Minimal Path to Vision-Only Autonomous Driving

Minimal Path to Vision-Only Autonomous Driving | Generated by AI

Home 2026.06

Question: What’s the minimal viable path to explore end-to-end autonomous driving like Tesla/openpilot — vision-only, no LiDAR, runs on accessible hardware?

Answer:

You’re thinking exactly right. Let me break this down.

openpilot’s Architecture (is it really end-to-end?)

openpilot is partially end-to-end. It has two main neural nets:

Camera frames → [Supercombo model] → driving trajectory + lane lines + lead car
trajectory → [lateral/longitudinal controllers] → steering/throttle/brake

The Supercombo model is a CNN+transformer hybrid (Vision Transformer backbone since ~2022). But the control layer is still classical — PID/MPC controllers convert trajectory to actuator commands.

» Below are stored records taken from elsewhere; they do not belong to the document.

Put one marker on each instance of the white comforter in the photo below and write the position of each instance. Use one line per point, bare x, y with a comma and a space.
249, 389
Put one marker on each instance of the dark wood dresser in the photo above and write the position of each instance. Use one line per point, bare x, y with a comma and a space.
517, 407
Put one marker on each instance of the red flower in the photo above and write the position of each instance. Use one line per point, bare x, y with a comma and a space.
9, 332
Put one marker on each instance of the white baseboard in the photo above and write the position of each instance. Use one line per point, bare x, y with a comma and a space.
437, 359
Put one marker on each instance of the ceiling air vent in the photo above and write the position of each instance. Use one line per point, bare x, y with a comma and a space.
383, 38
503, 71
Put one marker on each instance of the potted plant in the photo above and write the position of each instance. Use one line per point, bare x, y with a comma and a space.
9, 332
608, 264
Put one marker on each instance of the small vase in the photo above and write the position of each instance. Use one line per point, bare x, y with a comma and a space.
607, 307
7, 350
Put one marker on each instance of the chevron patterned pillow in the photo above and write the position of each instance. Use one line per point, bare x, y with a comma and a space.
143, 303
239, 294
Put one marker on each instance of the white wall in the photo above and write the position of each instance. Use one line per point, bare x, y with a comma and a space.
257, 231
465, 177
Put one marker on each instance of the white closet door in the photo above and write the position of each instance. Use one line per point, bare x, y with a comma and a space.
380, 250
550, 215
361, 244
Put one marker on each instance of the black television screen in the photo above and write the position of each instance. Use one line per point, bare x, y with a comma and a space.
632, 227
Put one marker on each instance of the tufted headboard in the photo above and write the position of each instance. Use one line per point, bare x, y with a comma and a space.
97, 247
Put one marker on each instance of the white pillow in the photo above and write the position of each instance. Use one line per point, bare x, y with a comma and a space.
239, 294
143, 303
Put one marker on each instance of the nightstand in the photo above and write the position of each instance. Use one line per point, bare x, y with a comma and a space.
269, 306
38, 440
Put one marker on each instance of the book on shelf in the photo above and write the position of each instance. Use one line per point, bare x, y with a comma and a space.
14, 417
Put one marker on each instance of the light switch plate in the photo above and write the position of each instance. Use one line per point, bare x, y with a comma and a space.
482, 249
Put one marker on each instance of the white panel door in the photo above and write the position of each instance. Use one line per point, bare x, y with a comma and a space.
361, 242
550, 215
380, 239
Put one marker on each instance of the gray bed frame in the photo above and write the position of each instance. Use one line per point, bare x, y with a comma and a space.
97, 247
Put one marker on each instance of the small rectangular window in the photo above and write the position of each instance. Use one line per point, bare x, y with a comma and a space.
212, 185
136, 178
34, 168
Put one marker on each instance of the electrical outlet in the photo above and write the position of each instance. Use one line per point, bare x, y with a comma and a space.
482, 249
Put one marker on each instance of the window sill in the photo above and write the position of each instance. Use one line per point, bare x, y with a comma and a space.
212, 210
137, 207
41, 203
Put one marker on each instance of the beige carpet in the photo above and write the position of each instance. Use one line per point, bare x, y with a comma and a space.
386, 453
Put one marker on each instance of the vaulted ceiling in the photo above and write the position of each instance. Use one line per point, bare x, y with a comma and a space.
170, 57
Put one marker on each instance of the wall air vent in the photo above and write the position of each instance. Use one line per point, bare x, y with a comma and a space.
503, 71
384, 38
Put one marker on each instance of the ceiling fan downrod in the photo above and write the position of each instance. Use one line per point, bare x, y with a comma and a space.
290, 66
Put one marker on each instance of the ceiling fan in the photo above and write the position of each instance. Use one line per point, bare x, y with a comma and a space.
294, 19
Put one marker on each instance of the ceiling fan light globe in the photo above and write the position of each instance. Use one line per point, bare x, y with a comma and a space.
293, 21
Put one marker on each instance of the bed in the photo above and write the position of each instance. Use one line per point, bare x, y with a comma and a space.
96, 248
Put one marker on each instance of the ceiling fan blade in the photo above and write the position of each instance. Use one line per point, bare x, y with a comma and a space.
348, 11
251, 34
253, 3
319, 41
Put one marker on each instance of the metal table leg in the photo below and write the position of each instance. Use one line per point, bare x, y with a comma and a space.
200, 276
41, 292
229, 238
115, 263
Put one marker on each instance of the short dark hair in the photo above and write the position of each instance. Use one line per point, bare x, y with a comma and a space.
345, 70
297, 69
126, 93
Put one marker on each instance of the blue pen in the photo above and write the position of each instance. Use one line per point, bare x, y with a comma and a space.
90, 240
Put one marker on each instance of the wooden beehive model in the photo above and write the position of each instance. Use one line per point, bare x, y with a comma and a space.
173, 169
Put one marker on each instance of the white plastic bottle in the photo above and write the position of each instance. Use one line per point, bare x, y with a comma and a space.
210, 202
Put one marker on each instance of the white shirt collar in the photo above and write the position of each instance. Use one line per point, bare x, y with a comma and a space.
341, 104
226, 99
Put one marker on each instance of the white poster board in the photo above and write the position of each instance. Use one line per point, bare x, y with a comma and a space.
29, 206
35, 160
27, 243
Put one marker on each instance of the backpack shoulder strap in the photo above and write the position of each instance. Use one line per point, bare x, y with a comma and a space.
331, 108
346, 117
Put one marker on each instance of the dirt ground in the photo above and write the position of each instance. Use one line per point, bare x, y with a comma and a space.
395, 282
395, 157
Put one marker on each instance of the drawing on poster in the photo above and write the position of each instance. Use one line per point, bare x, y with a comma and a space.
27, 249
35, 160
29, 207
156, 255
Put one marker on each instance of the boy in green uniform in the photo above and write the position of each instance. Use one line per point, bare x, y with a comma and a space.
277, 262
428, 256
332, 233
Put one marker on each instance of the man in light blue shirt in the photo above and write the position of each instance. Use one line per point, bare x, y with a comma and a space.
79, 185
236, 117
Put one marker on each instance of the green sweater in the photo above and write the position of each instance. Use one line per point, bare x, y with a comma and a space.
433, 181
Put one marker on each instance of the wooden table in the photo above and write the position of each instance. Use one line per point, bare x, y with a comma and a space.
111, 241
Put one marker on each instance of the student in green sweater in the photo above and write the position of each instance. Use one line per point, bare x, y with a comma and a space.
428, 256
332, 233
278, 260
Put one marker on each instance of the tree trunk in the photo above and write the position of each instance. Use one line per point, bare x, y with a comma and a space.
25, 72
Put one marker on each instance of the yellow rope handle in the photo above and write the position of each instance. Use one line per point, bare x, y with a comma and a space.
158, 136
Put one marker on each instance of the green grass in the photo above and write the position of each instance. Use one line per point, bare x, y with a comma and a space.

So: perception is learned, control is classical. Not fully E2E like Tesla’s recent FSD v12 which outputs actuator commands directly.

Tesla FSD v12 (2024) is the real E2E shift — video in, steering/throttle out, massive transformer. Wayve, NVIDIA DriveE2E are similar.

Xpeng/Li Auto — yes, they both shifted to transformer-based E2E perception around 2023-2024, similar to UniAD/VAD architectures from academia.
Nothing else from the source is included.